Fifth album Always Ascending brings electronica to Franz Ferdinand's indie-punk template
Album review: Franz Ferdinand’s high five in creative freedom
Glaswegian art school indie-punkers Franz Ferdinand release their fifth studio album this month, and they seem to be in a very happy place. The band have a solid following and are big enough to justify putting albums out every couple of years, but no longer so big they face the pressure to sell the singles that followed hits such as 2004’s Take Me Out and The Dark of the Matinée.
None of the singles released to promote Always Ascending charted at all, discounting number 63 on the Belgian chart for 2017’s title track, and a number 25 United States Alternative chart placing. With the album debuting at number 6 on the UK charts, but there’s no danger of label Domino dropping them, and they’re clearly enjoying their creative freedom.
Further evidence of this can be found in the band’s previous studio outing – a collaboration with ’70s/’80s electro-pop-rock experimentalists Sparks as FFS. That album was a critical and commercial success, and Franz Ferdinand have taken on board some of their erstwhile synth-heavy collaborators’ aesthetic.
FF’s trademark buzzsaw guitar is still in evidence, but synths and electronica play a much bigger part on this album than previously, doubtless in part due to the recent arrival of Julian Corrie, also known as Glaswegian electro producer Miaoux Miaoux, to replace the departed founding member Nick McCarthy, as well as production from Cassius collaborator Phillipe Zdar.

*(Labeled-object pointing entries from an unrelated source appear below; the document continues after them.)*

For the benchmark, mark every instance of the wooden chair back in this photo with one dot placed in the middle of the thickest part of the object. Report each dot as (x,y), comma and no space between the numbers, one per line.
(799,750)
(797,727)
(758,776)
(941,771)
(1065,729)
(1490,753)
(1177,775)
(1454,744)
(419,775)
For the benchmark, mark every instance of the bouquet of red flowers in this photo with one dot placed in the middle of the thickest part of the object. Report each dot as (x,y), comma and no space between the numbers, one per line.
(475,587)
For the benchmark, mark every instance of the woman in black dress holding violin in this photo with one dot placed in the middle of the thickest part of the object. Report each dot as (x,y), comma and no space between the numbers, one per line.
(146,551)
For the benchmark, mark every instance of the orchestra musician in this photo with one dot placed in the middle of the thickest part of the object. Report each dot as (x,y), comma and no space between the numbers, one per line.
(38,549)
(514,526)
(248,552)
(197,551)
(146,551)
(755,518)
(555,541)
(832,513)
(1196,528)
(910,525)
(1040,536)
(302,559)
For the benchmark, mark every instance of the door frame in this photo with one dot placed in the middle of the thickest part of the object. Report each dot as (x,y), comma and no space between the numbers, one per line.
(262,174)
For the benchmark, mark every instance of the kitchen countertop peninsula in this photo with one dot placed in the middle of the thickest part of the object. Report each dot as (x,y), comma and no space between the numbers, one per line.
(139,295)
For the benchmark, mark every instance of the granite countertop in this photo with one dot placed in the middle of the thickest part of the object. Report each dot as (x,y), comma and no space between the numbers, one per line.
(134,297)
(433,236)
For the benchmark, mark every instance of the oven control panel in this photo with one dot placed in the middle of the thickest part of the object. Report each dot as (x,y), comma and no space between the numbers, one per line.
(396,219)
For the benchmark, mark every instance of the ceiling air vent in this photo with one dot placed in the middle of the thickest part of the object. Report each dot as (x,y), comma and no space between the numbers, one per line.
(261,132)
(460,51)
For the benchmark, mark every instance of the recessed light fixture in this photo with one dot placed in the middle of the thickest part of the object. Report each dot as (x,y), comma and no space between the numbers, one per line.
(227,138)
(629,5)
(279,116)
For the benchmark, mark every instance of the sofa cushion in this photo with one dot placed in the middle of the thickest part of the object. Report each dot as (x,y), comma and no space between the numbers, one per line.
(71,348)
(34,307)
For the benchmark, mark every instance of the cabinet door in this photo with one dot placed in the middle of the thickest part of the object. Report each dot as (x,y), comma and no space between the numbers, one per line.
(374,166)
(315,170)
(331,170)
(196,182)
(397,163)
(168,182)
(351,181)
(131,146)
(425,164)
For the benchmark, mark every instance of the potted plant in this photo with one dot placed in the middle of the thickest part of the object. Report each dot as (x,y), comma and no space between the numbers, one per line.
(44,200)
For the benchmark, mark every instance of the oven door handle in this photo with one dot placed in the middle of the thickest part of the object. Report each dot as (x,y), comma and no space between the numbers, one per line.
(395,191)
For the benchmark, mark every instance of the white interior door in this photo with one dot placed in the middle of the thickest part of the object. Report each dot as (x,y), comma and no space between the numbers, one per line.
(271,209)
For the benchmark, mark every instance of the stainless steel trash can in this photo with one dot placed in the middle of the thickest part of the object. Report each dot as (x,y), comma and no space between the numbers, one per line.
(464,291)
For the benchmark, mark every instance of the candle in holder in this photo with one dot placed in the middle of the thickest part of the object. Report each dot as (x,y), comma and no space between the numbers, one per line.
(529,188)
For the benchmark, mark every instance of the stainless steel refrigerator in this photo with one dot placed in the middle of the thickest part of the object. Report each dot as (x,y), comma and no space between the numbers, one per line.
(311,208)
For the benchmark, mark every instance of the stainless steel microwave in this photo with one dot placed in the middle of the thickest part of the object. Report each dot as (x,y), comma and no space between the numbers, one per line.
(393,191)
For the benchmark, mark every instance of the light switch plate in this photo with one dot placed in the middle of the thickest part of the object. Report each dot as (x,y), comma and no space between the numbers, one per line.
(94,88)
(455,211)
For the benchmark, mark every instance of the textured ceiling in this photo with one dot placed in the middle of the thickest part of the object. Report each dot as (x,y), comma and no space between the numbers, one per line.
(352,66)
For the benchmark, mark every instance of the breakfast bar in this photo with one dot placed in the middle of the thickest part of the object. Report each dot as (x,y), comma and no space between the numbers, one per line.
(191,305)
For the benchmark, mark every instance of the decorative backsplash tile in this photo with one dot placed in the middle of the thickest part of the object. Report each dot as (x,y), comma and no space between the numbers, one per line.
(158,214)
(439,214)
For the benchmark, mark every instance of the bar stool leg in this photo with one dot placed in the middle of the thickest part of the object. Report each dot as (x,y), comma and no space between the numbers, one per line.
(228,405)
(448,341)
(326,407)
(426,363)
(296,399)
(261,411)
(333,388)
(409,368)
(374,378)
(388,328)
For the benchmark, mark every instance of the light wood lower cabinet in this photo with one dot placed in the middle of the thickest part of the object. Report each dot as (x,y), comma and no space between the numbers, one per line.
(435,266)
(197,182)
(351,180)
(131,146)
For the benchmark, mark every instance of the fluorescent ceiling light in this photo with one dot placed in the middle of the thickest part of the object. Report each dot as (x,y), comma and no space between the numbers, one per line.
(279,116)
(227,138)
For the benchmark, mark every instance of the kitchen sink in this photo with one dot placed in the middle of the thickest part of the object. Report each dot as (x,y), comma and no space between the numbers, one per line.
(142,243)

On opener Always Ascending, a brooding electro operetta, Alex Kapranos seems to be channelling former Bauhaus frontman Pete Murphy’s ’80s post-break-up work from albums like 1999’s Deep, while Lazy Boy has an almost krautrock with synth hooks swirling over a hypnotic, rumbling funkish guitar line. “Most out-there” award-winner, Huck and Jim, veers into ’80s-style discordant guitar weirdness we’ve heard from the likes of The Cardiacs and The Very Things, while taking a dig at US politics.
It’s an enjoyable listen, and although the influence of Sparks hangs heavy, this complements an unmistakably Franz Ferdinand-sounding album. Rather than another album of three-chord guitar chops and clever-but-not-smug lyrics, we get the sound of a band proud of its past, but happy with its present, and the ubiquitous clever-but-not-smug lyrics.